Pourquoi fosse creuser, lorsque témoigne un vœu ?
Ta puissance n'est rien, qu’une ombre fugitive
César ! Car l’aède pendant - vaine dérive -
Sur noire, sa peau noire entre en convulsion,
De ton sort annoncé, l’ultime obsession.
Ce corps abasourdi que brûlait la détresse,
Nous convainc de garder, sous couvert d'une ivresse
Légitime en son nom, encor, de conspirer,
Que pareil maléfice enfin, aille expirer.
Son vertueux déni par de-là cette offense,
Agite une rumeur, décrète une défense,
Exemplaire pour nous, porteur de liberté,
Contre ce que la mort monnaie en aparté.
Dès lors, au sacrifice il lui faut une rime,
César ! Ton parti meurt et que l'outrance grime
Autour d’une potence, où déjà condamnés
Ultimes, tes temps fous s’éparpillent vannés.

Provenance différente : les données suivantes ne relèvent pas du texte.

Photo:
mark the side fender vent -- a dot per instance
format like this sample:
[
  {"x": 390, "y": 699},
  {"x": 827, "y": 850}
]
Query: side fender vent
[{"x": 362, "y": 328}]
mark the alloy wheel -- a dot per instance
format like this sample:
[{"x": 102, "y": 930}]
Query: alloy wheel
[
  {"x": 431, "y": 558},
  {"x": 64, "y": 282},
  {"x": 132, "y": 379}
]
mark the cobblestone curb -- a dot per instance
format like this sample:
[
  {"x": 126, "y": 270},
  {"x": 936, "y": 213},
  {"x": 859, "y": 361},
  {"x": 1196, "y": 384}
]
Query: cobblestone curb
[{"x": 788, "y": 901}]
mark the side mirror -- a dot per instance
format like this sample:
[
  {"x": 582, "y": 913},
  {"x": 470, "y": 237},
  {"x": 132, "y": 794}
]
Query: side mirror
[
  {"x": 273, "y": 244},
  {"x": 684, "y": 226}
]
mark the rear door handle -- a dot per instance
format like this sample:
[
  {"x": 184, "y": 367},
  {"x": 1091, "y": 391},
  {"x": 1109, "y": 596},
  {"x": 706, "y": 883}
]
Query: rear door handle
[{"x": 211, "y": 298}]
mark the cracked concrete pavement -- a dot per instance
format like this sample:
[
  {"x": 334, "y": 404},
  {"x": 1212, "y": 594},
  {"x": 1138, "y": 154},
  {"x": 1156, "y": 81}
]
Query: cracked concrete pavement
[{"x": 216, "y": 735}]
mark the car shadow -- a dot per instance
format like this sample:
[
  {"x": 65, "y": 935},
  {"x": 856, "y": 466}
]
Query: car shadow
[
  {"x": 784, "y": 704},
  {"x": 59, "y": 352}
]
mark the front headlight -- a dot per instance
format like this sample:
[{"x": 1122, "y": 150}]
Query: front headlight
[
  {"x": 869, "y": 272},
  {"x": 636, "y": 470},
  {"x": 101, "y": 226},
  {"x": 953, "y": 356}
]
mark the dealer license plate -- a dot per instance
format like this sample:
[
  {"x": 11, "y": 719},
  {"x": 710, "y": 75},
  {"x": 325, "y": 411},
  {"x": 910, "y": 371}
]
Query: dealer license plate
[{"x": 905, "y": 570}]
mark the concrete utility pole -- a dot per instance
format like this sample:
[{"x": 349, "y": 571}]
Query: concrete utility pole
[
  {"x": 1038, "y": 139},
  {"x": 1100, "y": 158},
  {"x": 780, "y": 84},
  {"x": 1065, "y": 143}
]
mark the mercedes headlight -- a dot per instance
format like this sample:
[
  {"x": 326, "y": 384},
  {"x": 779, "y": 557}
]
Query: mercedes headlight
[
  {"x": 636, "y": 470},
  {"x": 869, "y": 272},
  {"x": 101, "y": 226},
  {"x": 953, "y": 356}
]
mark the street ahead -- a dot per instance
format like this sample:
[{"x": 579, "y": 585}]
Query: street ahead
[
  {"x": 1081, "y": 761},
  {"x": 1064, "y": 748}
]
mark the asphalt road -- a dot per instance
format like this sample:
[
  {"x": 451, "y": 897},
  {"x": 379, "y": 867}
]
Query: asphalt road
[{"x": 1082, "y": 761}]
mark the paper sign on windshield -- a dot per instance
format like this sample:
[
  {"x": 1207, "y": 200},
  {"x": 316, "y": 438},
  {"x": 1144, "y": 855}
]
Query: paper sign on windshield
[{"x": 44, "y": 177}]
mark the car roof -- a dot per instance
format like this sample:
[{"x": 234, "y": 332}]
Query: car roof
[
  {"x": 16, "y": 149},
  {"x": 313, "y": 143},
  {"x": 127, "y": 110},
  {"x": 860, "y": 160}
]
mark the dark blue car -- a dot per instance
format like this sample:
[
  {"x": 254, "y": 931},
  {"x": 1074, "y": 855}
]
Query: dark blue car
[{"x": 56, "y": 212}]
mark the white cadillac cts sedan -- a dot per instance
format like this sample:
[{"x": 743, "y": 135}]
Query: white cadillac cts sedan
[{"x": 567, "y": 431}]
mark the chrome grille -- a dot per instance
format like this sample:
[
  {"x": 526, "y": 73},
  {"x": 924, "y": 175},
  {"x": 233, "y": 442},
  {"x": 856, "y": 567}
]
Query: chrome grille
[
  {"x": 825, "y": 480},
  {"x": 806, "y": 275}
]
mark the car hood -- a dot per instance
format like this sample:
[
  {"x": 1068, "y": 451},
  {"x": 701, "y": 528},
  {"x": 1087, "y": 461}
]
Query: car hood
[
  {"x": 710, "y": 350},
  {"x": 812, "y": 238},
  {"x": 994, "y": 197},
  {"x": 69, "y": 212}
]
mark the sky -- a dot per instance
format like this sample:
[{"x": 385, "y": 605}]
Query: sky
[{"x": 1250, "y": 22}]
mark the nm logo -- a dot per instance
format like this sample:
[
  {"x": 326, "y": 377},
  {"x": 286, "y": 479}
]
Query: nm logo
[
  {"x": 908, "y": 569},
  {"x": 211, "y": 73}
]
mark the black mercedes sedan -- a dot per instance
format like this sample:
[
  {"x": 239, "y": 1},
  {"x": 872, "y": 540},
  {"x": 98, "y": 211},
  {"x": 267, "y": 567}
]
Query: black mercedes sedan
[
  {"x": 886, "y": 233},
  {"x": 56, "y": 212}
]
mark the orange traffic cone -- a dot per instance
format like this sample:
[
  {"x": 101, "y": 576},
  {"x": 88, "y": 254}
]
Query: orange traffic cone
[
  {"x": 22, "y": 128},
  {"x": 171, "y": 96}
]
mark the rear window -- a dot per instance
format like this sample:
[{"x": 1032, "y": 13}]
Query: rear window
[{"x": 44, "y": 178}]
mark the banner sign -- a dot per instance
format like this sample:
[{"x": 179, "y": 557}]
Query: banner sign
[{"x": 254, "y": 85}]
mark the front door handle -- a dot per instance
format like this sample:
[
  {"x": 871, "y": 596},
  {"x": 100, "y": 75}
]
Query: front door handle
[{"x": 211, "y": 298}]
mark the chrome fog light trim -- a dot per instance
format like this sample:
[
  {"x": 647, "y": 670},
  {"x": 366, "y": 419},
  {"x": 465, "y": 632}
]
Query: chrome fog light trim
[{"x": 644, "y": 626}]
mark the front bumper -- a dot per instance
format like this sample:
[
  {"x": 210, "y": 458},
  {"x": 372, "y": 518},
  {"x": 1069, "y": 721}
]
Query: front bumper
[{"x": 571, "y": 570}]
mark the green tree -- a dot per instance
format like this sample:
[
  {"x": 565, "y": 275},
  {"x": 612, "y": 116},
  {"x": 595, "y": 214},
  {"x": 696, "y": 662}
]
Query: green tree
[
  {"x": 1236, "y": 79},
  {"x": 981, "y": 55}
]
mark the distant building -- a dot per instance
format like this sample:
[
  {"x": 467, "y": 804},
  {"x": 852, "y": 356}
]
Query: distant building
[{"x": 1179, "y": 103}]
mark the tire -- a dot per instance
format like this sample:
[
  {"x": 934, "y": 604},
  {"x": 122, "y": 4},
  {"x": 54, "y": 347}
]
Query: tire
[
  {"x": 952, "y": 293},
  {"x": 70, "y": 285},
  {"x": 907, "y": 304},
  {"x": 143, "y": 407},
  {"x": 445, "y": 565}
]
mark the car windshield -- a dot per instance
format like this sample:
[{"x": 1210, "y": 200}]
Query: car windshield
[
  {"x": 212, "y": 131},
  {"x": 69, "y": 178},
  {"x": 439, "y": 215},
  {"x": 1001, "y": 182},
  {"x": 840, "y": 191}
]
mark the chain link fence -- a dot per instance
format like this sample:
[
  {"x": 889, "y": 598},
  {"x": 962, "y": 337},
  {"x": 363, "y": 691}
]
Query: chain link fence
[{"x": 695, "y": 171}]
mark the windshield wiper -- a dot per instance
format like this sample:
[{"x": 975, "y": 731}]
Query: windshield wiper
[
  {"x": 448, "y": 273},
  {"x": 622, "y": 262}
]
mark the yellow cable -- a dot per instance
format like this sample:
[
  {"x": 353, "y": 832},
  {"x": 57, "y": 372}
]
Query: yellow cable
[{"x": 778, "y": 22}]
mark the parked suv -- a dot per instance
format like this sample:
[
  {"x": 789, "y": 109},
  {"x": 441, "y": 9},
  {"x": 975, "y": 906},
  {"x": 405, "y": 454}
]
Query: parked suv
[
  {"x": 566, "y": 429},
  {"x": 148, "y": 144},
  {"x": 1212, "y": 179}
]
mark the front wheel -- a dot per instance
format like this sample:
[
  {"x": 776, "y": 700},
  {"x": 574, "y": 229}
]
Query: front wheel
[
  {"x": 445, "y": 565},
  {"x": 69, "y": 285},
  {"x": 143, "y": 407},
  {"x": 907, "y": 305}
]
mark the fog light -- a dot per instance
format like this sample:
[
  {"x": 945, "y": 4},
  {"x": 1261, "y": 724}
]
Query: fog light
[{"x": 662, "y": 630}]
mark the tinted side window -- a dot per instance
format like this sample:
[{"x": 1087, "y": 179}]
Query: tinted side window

Benjamin Moloïse, en ces heures étranges,
Alangui ton été rougeoie en larges franges,
Répand dans nos jardins la pourpre de ton sang,
Que monte de la terre avec des chants, ton chant !
Ton martyre a marbré la feuille de mes lierres,
Incrusté tel, l'espoir aux marbres blonds des pierres...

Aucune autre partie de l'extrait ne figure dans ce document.